South Indian king cobras are quite different from Oriya ones. Even after years in captivity at the Madras Crocodile Bank, the Oriya kings were just as feisty as day one. I dreaded the days when Rom had to feed them. The southern snakes would stalk and pounce on the dead rat that Rom dangled enticingly in front of them. The Oriya snakes, however, would bite the tongs, plants, and boulders in the enclosure, and after they ran out of things to bite, grab the rat. Sometimes, they would even look at Rom’s shoes intently although he stood still.
These temperaments are not an artifact of captivity. In the Anamalais, Tamil Nadu, one tea estate labourer brought a large snake flailing inside a gunny sack, saying it was a rat snake. Inside was a hefty, 10-ft king cobra. Surprisingly, it had not bitten in self-defence while being caught and stuffed clumsily into the burlap.
One snake catcher in the mangrove forest of Bhitarkanika, Orissa, wasn’t so lucky; he was bitten on the nose by a wild king cobra. Even if he had been close to medical help, there is no anti-venom for king cobra bite in India.

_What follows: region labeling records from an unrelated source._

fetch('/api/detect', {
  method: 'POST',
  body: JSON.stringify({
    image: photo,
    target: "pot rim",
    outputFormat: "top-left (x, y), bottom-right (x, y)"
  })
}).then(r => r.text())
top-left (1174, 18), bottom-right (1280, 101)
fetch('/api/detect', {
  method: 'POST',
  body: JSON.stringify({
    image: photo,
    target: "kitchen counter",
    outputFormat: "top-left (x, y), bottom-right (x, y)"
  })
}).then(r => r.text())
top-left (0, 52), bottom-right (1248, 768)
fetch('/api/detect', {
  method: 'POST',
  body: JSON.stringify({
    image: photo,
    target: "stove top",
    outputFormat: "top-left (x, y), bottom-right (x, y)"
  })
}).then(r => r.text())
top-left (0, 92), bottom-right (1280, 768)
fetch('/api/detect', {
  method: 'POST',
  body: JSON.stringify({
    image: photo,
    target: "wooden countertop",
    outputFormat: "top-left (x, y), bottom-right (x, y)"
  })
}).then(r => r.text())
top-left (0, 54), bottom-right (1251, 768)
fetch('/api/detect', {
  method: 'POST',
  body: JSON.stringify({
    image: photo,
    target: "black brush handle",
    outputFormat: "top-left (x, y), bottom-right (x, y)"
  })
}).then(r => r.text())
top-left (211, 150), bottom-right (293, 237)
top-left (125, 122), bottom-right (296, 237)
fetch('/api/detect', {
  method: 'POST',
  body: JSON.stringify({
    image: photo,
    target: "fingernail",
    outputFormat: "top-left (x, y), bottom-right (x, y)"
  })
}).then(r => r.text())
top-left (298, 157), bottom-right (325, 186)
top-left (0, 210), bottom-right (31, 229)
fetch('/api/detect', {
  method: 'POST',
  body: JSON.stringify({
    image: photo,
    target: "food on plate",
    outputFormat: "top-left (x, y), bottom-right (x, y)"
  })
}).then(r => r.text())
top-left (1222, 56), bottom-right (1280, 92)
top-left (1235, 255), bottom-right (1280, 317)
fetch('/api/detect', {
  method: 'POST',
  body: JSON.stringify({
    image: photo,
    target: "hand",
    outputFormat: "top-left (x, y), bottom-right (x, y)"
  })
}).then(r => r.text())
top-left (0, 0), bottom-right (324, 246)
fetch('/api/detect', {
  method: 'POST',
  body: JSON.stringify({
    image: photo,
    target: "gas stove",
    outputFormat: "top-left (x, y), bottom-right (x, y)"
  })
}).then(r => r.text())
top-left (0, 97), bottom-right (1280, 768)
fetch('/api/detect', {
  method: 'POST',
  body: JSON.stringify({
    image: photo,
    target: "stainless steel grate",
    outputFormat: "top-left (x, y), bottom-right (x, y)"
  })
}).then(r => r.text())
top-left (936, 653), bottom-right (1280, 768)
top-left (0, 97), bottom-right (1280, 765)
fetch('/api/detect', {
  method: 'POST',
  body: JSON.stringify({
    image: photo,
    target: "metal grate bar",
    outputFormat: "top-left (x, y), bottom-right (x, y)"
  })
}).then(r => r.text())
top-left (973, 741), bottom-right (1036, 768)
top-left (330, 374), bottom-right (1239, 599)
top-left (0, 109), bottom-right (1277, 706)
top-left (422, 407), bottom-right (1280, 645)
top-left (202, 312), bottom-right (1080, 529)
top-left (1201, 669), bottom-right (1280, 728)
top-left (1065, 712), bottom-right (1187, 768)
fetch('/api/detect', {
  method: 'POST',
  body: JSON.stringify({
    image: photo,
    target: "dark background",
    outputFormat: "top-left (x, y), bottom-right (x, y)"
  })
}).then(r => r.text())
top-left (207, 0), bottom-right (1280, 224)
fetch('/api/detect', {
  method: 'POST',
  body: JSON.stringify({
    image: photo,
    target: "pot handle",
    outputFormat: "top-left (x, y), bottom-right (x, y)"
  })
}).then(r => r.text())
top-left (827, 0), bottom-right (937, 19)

Without hesitating for a moment, he swung his machete and chopped his own nose off. It is possible the snake didn’t inject any venom, but had the man waited for the symptoms to develop, he might not have lived to tell the tale.
Pictures of many snake rescuers free-handling calm king cobras from the Western Ghats circulate on social networking sites. If these heroes tried a similar stunt with the feisty Oriya ones, they wouldn’t last a minute.
For centuries, mongoose-and-cobra fights have been staged by snake charmers. The cobras’ first line of defence, to sit majestically and menacingly with their heads up and hoods spread, doesn’t cut any ice with mongooses. We had always assumed the quick-to-tire reptiles were no match for the agile and swift mammals.
It was only recently, when a film crew used high-speed cameras, that we realised cobras strike at their tormentors from the defensive posture without opening their mouths; they were merely head-butting.
I haven’t found a credible explanation for their reticence to bite. Rom suggested, “Venom is expensive to produce. Snakes may want to use it as a last resort.”
I argued, “But this is a matter of life or death. If a cobra won’t use its venom when a mongoose goes for its jugular, when is a good time to use it?”
Despite these broad generalisations about species’ temperaments, there is variation among individual snakes.
A man showed up at our door once holding a healthy adult Russell’s viper in his bare hands. I was still collecting my wits, when he announced he had caught a baby python. Rom instructed in a calm voice, “Put it down slowly and gently.”
After he flipped the snake into a bag, he berated the ignorant man.
On another occasion, Rom’s six-year-old son Samir and his partner in mischief, Kali, brought home a bunch of saw-scaled vipers in their little hands.
“See dada, baby cat snakes,” said Samir.
Surprisingly and fortunately, the normally snappy vipers didn’t bite either of the two kids.
Are these just instances of good fortune? Why didn’t the snakes bite while being caught? Is it the easy confidence of the ignorant that protects them? Some say snakes sense nervousness and react by biting. I wonder if perhaps these individual snakes are calm by nature. Yet, many nervous and frightened cobras, Russell’s vipers, and saw-scaled vipers bite tens of thousands of people every year in India.
I asked Rom, “Do you think the personality of the individual snake determines whether an encounter with a human ends in a medical emergency?”
Rom scoffed, “How do you suggest we test if a venomous snake is a Type A personality?”